Heritage is key in Belfast: having overcome the tragic times of the Troubles through a long peace process, Belfast is now a city that mournes the memory of its victims on both sides but also looks ahead with new urban developments, like the Titanic neighbourhood. Furthermore, the recently appointed First Minister of Northern Ireland, Michelle O’Neill, from Sinn Fein and the new cabinet give hope in going beyond Brexit, towards a future of possibilities in Ireland.
Our colleague Daniela Patti shared Eutropian’s experience developed within the Horizon2020 project Open Heritage, looking into community-led governance and financial models for adaptive reuse.
She also joined a very insightful debate with local professionals on deliberative democracy methodologies for urban development. As we will be soon launching our deliberative democracy toolkit as part of the EUARENAS project, we hope to soon develop together a new workshop in Belfast!
Let’s not forget that it is often the most fragile people who struggle the most in having their voices heard.

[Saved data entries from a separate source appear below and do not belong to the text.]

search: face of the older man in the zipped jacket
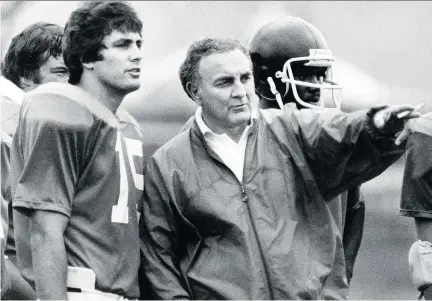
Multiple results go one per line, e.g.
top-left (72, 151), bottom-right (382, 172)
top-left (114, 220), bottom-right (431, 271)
top-left (196, 50), bottom-right (255, 133)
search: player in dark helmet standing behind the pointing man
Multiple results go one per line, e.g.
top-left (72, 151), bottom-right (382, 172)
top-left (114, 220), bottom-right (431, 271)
top-left (248, 17), bottom-right (365, 294)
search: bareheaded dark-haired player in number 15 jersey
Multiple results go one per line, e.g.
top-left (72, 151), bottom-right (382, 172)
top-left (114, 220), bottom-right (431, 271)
top-left (11, 1), bottom-right (143, 300)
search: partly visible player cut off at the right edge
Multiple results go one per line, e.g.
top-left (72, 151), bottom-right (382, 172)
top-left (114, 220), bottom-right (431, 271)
top-left (400, 120), bottom-right (432, 300)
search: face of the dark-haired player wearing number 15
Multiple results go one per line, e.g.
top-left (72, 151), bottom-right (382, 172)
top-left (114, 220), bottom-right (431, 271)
top-left (94, 30), bottom-right (142, 93)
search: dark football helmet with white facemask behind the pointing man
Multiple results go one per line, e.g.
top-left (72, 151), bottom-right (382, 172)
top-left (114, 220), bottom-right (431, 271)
top-left (248, 17), bottom-right (342, 109)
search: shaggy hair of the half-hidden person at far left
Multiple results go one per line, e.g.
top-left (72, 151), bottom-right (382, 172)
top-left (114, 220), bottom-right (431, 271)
top-left (1, 22), bottom-right (63, 88)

Deliberative processes can be the opportunity to strengthen our democracies.
Also fascinating to have a site visit in Ramelton in Republic of Ireland, fostering cross border knwowledge exchange as promoted by the Communities Department of Northern Ireland.
Finally, a big thank you to our host Neil Galway from the School of the Natural and Built Environment at Queen’s University in Belfast who has created such interesting and informal moments to share learnings and experiences.
Photos by Daniela Patti, Eunan Quinn, Neil Galway, Yuan Long.